Psychological and educational measures were often developed to assess multiple dimensions of a construct. Such data are usually assumed to be unidimensional within individual subscale and item parameters of each unidimensional subtest are estimated separately in unidimensional IRT approaches. However, such approaches ignoring relations between domains might result in underestimated reliability or biased parameter estimates. Researchers have advocated using multidimensional IRT (MIRT) approaches to obtain more accurate estimates of parameters by taking into account correlations between domains. This paper aimed to examine with the MMLE method whether or not the MIRT performed better than unidimensional IRT approach did using the accuracy of item parameter estimates as a criteria when a test has a single structure (study 1) or a mixed structure (study 2).
Results in study 1 indicated that when the MMLE method was applied and the number of items was small, the MIRT approach yielded more accurate estimates of parameters whereas the number of items was large, the unidimensional IRT approach performed better if the simple structure assumption was tenable. Results in study 2 showed that when a test had a mixed structure but was treated as single-structure, the correlations between subscales were overestimated and the ARMSE of the estimated IRFs was large.

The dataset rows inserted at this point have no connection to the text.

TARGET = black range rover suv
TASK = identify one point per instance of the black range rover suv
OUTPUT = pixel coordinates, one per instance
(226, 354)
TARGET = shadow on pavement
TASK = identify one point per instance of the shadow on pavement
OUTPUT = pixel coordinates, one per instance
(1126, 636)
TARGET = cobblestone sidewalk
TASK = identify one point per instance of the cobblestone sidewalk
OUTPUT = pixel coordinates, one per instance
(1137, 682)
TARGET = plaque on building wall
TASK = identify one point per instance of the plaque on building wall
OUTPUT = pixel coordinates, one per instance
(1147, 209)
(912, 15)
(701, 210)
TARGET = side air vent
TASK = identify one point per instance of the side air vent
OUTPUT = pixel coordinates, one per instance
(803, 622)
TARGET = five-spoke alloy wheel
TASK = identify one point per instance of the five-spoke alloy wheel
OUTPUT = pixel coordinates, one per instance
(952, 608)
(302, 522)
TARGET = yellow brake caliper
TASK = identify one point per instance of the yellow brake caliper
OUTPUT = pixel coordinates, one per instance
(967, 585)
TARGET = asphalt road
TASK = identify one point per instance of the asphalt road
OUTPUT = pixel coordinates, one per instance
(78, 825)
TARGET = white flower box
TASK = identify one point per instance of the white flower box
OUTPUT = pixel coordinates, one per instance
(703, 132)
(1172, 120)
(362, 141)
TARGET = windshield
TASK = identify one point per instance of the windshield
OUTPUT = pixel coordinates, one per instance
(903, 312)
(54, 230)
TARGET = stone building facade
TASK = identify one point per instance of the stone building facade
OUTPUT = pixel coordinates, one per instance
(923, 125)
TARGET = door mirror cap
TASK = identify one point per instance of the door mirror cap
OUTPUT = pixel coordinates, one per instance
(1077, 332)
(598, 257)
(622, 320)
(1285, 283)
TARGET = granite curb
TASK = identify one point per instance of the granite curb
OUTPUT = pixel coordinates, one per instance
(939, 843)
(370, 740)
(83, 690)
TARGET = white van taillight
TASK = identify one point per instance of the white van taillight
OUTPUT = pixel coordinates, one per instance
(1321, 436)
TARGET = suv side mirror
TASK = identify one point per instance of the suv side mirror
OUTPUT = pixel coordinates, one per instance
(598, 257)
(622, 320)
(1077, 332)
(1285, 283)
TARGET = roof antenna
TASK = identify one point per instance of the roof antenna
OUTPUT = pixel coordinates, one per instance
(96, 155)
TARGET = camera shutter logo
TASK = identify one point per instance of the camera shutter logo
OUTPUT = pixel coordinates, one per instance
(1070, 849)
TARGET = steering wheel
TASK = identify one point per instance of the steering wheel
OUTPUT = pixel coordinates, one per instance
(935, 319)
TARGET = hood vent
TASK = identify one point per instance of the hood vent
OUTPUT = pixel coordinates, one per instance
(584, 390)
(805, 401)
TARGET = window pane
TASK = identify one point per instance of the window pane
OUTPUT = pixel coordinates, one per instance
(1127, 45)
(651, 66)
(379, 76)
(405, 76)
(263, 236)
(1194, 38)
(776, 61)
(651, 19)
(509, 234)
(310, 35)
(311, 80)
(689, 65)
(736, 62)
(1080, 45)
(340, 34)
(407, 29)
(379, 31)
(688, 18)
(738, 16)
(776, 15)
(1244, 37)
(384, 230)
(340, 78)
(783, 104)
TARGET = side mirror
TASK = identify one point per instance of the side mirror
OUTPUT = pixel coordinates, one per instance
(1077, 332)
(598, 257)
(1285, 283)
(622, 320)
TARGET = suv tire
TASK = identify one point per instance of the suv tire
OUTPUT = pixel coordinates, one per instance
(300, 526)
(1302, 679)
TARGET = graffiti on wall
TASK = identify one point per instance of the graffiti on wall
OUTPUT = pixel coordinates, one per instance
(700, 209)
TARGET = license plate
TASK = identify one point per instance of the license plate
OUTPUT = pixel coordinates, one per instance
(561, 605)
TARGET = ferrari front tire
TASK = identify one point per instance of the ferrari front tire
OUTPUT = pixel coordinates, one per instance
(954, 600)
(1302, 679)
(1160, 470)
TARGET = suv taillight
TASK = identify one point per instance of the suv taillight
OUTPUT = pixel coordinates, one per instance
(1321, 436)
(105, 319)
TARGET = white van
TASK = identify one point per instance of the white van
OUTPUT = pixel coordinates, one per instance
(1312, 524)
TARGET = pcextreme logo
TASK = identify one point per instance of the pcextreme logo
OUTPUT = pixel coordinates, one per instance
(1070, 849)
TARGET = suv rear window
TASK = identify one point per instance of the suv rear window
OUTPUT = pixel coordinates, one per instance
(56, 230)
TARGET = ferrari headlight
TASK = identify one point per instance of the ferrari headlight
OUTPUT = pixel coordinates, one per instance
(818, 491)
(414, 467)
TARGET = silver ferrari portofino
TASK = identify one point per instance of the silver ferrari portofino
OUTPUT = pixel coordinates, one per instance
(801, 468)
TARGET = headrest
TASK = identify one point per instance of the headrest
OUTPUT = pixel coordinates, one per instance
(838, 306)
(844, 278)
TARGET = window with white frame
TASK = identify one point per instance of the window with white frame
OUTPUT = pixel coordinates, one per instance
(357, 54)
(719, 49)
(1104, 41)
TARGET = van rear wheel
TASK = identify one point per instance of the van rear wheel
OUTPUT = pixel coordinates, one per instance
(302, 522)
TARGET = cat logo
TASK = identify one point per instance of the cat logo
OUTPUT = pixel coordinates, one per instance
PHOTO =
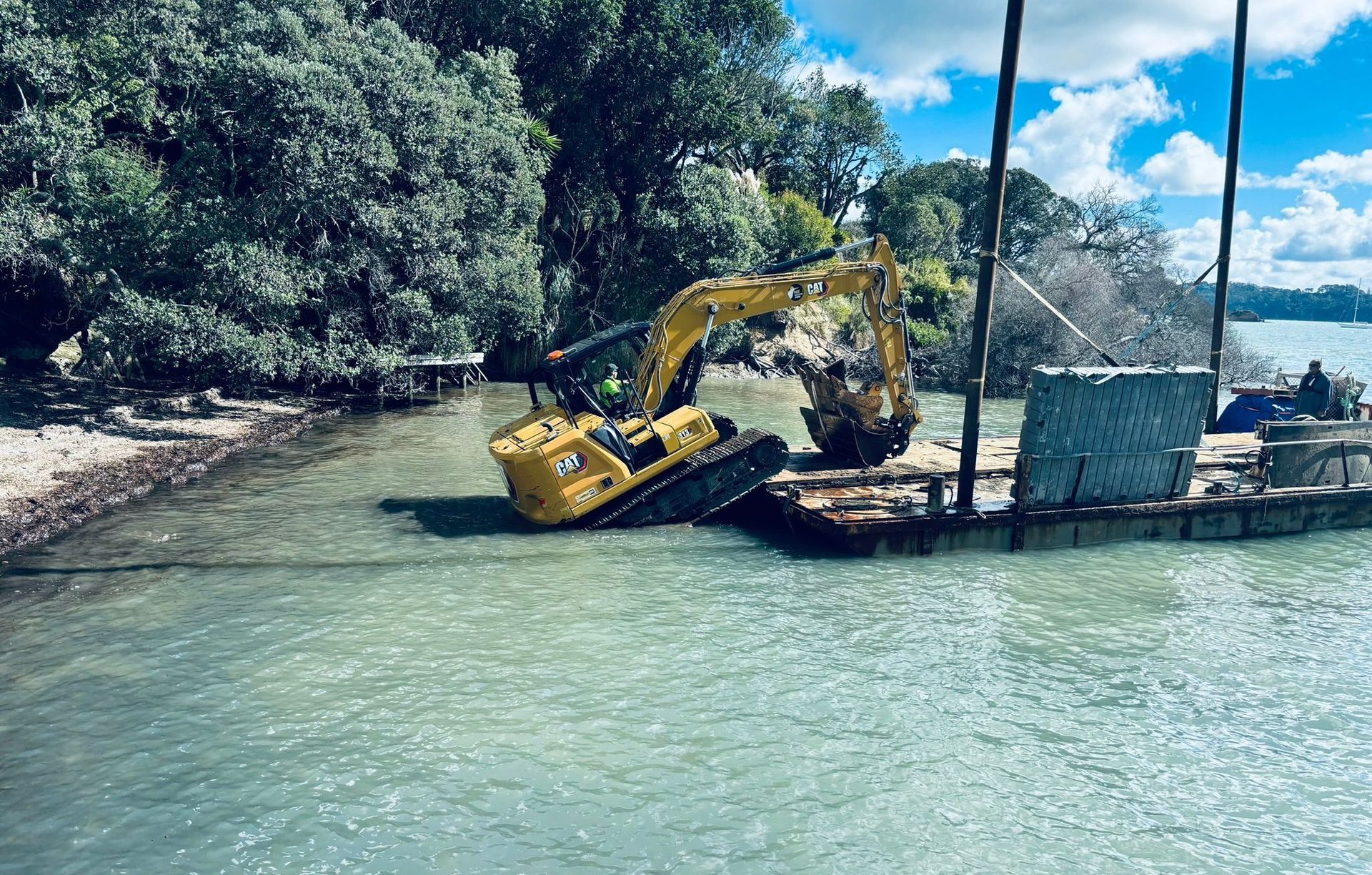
(574, 464)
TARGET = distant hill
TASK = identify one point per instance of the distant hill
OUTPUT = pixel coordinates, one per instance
(1328, 303)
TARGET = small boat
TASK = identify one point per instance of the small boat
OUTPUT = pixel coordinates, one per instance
(1276, 402)
(1356, 322)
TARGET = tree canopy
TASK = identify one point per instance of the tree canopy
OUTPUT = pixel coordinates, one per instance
(298, 192)
(272, 192)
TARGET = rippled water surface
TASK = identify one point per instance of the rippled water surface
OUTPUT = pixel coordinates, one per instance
(343, 652)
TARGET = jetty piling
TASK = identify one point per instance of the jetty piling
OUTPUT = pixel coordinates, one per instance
(988, 255)
(1231, 184)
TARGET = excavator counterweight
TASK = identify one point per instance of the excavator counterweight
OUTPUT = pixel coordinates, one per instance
(648, 454)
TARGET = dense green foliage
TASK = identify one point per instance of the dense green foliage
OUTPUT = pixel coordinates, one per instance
(298, 192)
(264, 194)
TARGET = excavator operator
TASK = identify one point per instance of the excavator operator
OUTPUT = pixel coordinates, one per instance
(611, 390)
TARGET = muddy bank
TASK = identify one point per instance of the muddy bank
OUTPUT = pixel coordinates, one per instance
(70, 449)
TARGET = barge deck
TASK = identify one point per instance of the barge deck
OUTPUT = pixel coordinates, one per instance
(885, 510)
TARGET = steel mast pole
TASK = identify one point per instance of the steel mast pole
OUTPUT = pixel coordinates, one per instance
(1231, 184)
(990, 246)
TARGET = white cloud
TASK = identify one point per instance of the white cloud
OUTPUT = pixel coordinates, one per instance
(1073, 146)
(1187, 165)
(1076, 41)
(1311, 243)
(898, 89)
(1330, 170)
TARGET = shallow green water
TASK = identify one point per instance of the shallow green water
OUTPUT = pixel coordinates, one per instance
(344, 652)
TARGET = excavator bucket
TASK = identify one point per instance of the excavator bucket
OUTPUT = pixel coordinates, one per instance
(844, 422)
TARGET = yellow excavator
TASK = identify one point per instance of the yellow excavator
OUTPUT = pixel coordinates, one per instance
(653, 455)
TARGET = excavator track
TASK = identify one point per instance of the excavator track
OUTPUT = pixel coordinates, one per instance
(702, 485)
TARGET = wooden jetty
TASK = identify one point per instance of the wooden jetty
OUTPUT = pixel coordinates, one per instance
(468, 365)
(887, 510)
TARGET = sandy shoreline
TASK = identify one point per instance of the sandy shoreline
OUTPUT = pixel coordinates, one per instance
(70, 449)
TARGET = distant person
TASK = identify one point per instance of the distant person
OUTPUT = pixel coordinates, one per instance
(611, 390)
(1316, 392)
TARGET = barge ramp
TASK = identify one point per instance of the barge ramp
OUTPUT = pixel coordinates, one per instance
(887, 510)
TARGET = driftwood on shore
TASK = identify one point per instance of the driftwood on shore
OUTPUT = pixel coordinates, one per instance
(73, 448)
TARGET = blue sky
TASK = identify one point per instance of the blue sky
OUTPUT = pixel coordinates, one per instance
(1135, 94)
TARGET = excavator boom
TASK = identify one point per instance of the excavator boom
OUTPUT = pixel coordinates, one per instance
(653, 455)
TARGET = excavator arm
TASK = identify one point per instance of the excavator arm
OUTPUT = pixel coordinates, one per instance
(670, 364)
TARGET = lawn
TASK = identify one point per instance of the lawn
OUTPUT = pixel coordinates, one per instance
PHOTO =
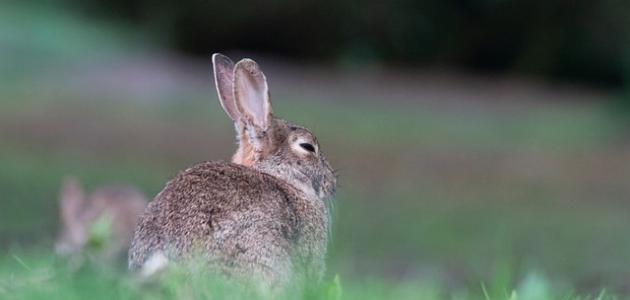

I agree with the author’s opinion that “one must examine the simple structure assumption before proceeding statistical analyses based on the assumption“(p.396). It is necessary to check assumptions before any data analysis methods are conducted. But I was surprised by the findings from study one. I was thinking that the MIRT approach would yield more accurate estimates compared to the unidimensional IRT approach as a correlation coefficient between to subscales increased. I have not figured out why the JMLE and MMLE yielded different conclusions.